War nur ein Scherz. Oder etwa doch?

Wer den Film „Freiland“ noch nicht gesehen hat, kann sich noch rechtzeitig zum Ende damit gut selbst deprimieren und in hausgemachter Ausweglosigkeit bei eigener Staatsgründung schwelgen.

Anders der Film „Heil“ von Dietrich Brüggemann, der die gesamte Szene von der Glatze bis zum Verfassungsschutz jedes Klischeé bedient und komplett durch den Kakao zieht. Benno Führmann, Hanns Zischler, Leslie Malton und Heinz Rudolf Kunze in einer Nebenrolle als Mann vom Verfassungsschutz.
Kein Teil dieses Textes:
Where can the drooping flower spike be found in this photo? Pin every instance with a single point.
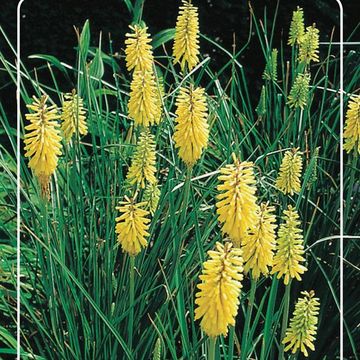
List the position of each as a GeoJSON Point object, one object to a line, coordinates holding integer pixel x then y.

In der Reihe der Nazi-Filme, finden wir „Er ist wieder da“ ein zunächst locker-fluffiger Ablauf, der am Ende jedoch eine eindringliche Warnung ausspricht.
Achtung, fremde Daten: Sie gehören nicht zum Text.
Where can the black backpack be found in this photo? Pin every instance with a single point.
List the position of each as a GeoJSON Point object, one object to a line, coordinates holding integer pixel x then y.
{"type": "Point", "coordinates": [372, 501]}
Ebenfalls ins Kino hat es der Film „Ironsky“ geschafft, wo auf der Rückseite des Mondes lebende Nazis mit ihren Flugscheiben wieder zur Erde zurückkehren. Wer glaubt, es handle sich um eine Billigproduktion, hat sich getäuscht.
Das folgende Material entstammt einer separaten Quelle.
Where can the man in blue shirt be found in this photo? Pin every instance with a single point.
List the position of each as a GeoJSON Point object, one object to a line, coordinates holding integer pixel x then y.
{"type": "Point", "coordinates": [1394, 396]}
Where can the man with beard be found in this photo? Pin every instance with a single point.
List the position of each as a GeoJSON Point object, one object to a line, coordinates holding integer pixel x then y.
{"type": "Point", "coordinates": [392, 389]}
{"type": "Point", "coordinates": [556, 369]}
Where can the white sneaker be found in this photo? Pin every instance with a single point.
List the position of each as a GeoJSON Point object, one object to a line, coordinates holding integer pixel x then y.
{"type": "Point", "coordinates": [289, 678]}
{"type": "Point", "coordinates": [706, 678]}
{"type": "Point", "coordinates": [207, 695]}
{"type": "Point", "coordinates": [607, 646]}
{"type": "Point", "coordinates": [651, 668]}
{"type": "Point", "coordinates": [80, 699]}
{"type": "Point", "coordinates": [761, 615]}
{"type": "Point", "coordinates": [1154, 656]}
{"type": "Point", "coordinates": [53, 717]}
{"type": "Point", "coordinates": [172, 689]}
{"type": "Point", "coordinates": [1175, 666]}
Wem jetzt wieder einmal die Poperze juckt und ihm das „Reichsbürger“ Stigma auf der Zunge liegt, sei beunruhig, ängstlich und erbost. Denn es wird alles noch viel heißer gegessen, als es gekocht wird.

Der Eintrittspreis beim Filmfestival würde sicher bei „88“ Euro liegen. 😀

P.S. Es bleibt der Eindruck, dass den restverbliebenen Verwaltungsangehörigen und Verwaltungshörigen auf freundliche Art und Weise ein Umdenken nahegelegt wird.